# Operations - Handbook

This document gives an overview of the kitchen side of ClickHouse: how various operations work, what tricky migrations we have experience with as well as various settings and tips.

## System tables

ClickHouse exposes a **lot** of information about its internals in [`system` tables](https://clickhouse.com/docs/en/operations/system-tables/).

Some stand-out tables:

-   [`system.query_log`](https://clickhouse.com/docs/en/operations/system-tables/query_log) and [`system.processes`](https://clickhouse.com/docs/en/operations/system-tables/processes) contain information on queries executed on the server
-   [`system.tables`](https://clickhouse.com/docs/en/operations/system-tables/tables/) and [`system.columns`](https://clickhouse.com/docs/en/operations/system-tables/columns) contain metadata about tables and columns
-   [`system.merges`](https://clickhouse.com/docs/en/operations/system-tables/merges) and [`system.mutations`](https://clickhouse.com/docs/en/operations/system-tables/mutations) contain information about ongoing operations
-   [`system.replicated_fetches`](https://clickhouse.com/docs/en/operations/system-tables/replicated_fetches) and [`system.replication_queue`](https://clickhouse.com/docs/en/operations/system-tables/replication_queue) contain information about data replication
-   [`system.errors`](https://clickhouse.com/docs/en/operations/system-tables/errors) and [`system.crash_log`](https://clickhouse.com/docs/en/operations/system-tables/crash-log) contain information about errors and crashes respectively
-   [`system.distributed_ddl_queue`](https://clickhouse.com/docs/en/operations/system-tables/distributed_ddl_queue) shows information to help diagnose progress of `ON CLUSTER` commands

For examples of usage and tips, check out [this ClickHouse blog article](https://clickhouse.com/blog/clickhouse-debugging-issues-with-system-tables)

## Settings

ClickHouse provides daunting amounts of configuration on all levels. This section provides information on the different kind of settings and how to configure them.

### Query settings

Query settings allow to manipulate the behavior of queries, for example setting limits on query execution time and resource usage or toggling specific behaviors on-and-off.

Documentation:

-   [Settings](https://clickhouse.com/docs/en/operations/settings/settings)
-   [Restrictions on Query Complexity](https://clickhouse.com/docs/en/operations/settings/query-complexity/)

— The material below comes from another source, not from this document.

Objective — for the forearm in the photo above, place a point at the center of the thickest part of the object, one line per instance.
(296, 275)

Using query settings is done:

-   at query-time via ClickHouse client library arguments (preferred)
-   at query-time via explicit [`SETTINGS` clause in queries](https://clickhouse.com/docs/en/sql-reference/statements/select/)
-   via `users.xml` file to apply to all queries

### Server settings

Server settings allow tuning things like global thread or pool sizes, networking and other `clickhouse-server`\-level configuration.

Documentation:

-   [Server Settings](https://clickhouse.com/docs/en/operations/server-configuration-parameters/settings/)

You can change server settings via `config.xml` file. **Note:** some settings may require a server restart.

### MergeTree table settings

MergeTree settings allow configuring things from primary index granularity to merge behavior to limits of usage of this table.

Documentation:

-   [MergeTree tables settings](https://clickhouse.com/docs/en/operations/settings/merge-tree-settings/)
-   Undocumented settings can be found in [the source code](https://github.com/ClickHouse/ClickHouse/blob/master/src/Storages/MergeTree/MergeTreeSettings.h)

MergeTree table settings are set either:

-   at table creation time
-   or via [`ALTER TABLE ... SETTING`](https://clickhouse.com/docs/en/sql-reference/statements/alter/setting) statement

### Profiles and users

ClickHouse allows creating different profiles and users with their own set of settings. This can be useful to grant read-only access to some users or otherwise limit resource use.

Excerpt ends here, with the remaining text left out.